-
Notifications
You must be signed in to change notification settings - Fork 167
Description
Is your feature request related to a problem? Please describe.
I hit a bit of a snag while creating some custom multi-level progress bar lifecycle adapters for task-based parallel DAGs (with rich for the curious). Currently, for task-based DAGs, TaskExecutionHook will only fire before and after a task is executed. The hooks have no knowledge of the overall task landscape, including:
- Number (and index) of tasks in the current group
- Overall groups in the graph
- Details about the expander task parameterization
- Type of current task (expander, collector, etc.)

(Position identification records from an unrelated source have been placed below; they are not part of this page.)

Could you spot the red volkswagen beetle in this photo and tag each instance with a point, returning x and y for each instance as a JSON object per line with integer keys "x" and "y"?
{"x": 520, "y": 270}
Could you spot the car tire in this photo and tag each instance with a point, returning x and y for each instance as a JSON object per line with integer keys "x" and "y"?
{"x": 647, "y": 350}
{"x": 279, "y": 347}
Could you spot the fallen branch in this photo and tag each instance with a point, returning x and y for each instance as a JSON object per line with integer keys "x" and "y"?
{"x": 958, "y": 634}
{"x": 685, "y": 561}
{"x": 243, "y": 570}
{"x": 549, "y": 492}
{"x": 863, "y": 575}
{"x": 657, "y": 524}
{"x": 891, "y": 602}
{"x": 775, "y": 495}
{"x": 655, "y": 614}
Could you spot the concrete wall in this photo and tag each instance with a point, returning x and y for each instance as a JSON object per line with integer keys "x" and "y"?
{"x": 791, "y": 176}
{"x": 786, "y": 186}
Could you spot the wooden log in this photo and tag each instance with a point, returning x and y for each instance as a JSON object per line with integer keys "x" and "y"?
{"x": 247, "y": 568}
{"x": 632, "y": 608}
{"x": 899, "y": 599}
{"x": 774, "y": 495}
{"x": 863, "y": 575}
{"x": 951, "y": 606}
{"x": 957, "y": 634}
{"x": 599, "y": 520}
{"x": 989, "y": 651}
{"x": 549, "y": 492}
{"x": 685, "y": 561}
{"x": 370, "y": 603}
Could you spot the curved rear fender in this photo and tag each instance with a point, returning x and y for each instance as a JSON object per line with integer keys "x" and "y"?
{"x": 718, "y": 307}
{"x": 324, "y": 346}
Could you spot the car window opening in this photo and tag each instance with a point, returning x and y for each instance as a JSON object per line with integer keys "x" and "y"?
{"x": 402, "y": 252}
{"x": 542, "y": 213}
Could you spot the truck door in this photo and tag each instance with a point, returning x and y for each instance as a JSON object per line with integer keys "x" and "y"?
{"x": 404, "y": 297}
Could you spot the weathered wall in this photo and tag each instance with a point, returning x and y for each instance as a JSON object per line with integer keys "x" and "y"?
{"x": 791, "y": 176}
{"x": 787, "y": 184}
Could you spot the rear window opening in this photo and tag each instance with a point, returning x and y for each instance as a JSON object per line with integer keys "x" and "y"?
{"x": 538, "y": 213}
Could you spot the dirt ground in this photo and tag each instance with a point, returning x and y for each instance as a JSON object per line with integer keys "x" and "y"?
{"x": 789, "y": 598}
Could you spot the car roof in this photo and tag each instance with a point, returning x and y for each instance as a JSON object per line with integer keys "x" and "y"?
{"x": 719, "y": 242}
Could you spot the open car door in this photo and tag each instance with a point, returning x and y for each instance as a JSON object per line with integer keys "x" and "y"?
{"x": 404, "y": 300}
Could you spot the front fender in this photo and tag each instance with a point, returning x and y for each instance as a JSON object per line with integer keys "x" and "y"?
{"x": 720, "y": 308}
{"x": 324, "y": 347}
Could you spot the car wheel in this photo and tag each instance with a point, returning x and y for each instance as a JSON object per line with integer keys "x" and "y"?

- Spawning task ID (if available)
Note: Item 1 was originally discussed on Slack: https://hamilton-opensource.slack.com/archives/C03MANME6G5/p1728403433108319
Describe the solution you'd like
After speaking with @elijahbenizzy, an initial implementation for item 1 was suggested that modifies the TaskImplementation object to store the current task index and the total number of tasks. This information would then be wired through various methods in the ExecutionState class and be eventually passed to the lifecycle hooks run_after_task_execution and run_before_task_execution on TaskExecutionHook.
While implementing the above in a test branch (https://github.com/cswartzvi/hamilton/tree/update_task_execution_hook) I found that it was still difficult to create a multi-level progress bar without some of the information in item 2-5. To that end I also added:
spawning_task_idandpurposeto the methods and hooks associated withTaskExecutionHook- Created a new hook
post_task_groupthat runs after the tasks are grouped - Created a new hook
post_task_expandthat runs after the expander task is parameterized
With these additional changes (also in the branch above) I was able to create my coveted multi-level progress bar:
class TaskProgressHook(TaskExecutionHook, TaskGroupingHook, GraphExecutionHook):
def __init__(self) -> None:
self._console = rich.console.Console()
self._progress = rich.progress.Progress(console=self._console)
def run_before_graph_execution(self, **kwargs: Any):
pass
def run_after_graph_execution(self, **kwargs: Any):
self._progress.stop() # in case progress thread is lagging
def run_after_task_grouping(self, *, tasks: List[TaskSpec], **kwargs):
self._progress.add_task("Running Task Groups:", total=len(tasks))
self._progress.start()
def run_after_task_expansion(self, *, parameters: dict[str, Any], **kwargs):
self._progress.add_task("Running Parallelizable:", total=len(parameters))
def run_before_task_execution(self, *, purpose: NodeGroupPurpose, **kwargs):
if purpose == NodeGroupPurpose.GATHER:
self._progress.advance(self._progress.task_ids[0])
self._progress.stop_task(self._progress.task_ids[-1])
def run_after_task_execution(self, *, purpose: NodeGroupPurpose, **kwargs):
if purpose == NodeGroupPurpose.EXECUTE_BLOCK:
self._progress.advance(self._progress.task_ids[-1])
else:
self._progress.advance(self._progress.task_ids[0])Maybe I reached a little too far with this for my own selfish goals 😄, either way please let me know if you would be interested in a PR for any, or all, of the changes to the task lifecycle adapters (heck, I would also be willing to add rich plugins if you like that as well). Thanks!
Additional context
Currently, the build-in lifecycle adapter ProgressBar has an indeterminate length for task-based DAGs.